La loi sur le métro régit l'indemnisation des propriétaires de terrains et de biens expropriés, mais les locataires protégés restent dans des lacunes législatives. Pour les acheteurs d'un appartement neuf dans le Goush Dan, cela est pertinent pour l'examen de l'environnement du projet et des délais prévus.
En bref
- La loi sur le métro régit l'indemnisation des propriétaires de biens expropriés, mais ne répond pas pleinement aux besoins des locataires protégés.
- Ces lacunes législatives pourraient retarder les procédures d'évacuation et influer sur le calendrier du projet.
- L'acheteur d'un appartement neuf près du tracé du métro doit vérifier l'état du terrain et les risques de planification.
- Le potentiel de hausse de valeur près des stations existe, mais reste soumis à l'incertitude du calendrier.
Le projet de métro du Goush Dan est considéré comme l'un des plus grands projets d'infrastructure qu'Israël ait connus. Outre la promesse en matière de transports, il implique des expropriations de terrains et des évacuations de biens, ainsi que des questions juridiques dont certaines n'ont pas encore reçu de réponse complète.
Ce que la loi établit concernant les indemnisations
La loi sur le métro établit des mécanismes d'indemnisation pour les propriétaires de terrains et de biens qui seront expropriés pour la construction du projet. Entre autres, la loi permet aux propriétaires de biens de recevoir une contrepartie supplémentaire découlant du développement futur du bien-fonds, c'est-à-dire non seulement une indemnisation pour le bien actuel, mais aussi une part du potentiel économique qui se créera après la mise en place de l'infrastructure.

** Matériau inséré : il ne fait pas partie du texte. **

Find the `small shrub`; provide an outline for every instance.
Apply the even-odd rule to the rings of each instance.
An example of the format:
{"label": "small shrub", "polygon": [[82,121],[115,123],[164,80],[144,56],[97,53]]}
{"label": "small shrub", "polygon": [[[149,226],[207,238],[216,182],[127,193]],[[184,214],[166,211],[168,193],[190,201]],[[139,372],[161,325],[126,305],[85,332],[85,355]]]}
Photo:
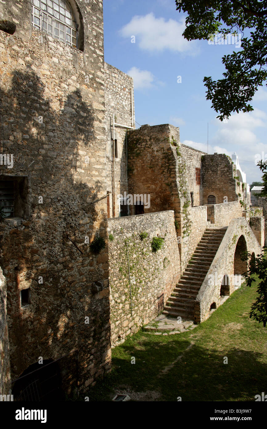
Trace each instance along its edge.
{"label": "small shrub", "polygon": [[98,255],[106,247],[105,240],[102,237],[96,237],[90,245],[90,248],[93,253]]}
{"label": "small shrub", "polygon": [[143,241],[144,239],[146,239],[147,237],[148,236],[147,233],[141,233],[139,234],[139,238],[140,238],[141,241]]}
{"label": "small shrub", "polygon": [[162,247],[162,245],[164,242],[164,239],[161,237],[153,237],[151,242],[151,248],[153,252],[156,252],[159,250]]}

La lacune : les locataires protégés
Le problème qui ressort de l'examen de la loi est qu'elle ne comprend pas de mécanisme spécifique pour les locataires protégés. La location protégée est un régime dans lequel le locataire n'est pas propriétaire du bien, mais est protégé contre l'expulsion sous certaines conditions prévues par la loi. Lorsque le bien est exproprié pour le métro, les protections habituelles pourraient ne pas s'appliquer automatiquement, et il s'agit d'une population qui, le plus souvent, n'a pas les ressources pour mener des procédures judiciaires complexes.
Cette lacune n'est pas une simple question technique. Elle pourrait allonger les procédures d'évacuation, retarder l'exécution des travaux et créer une incertitude quant au calendrier de l'ensemble du projet.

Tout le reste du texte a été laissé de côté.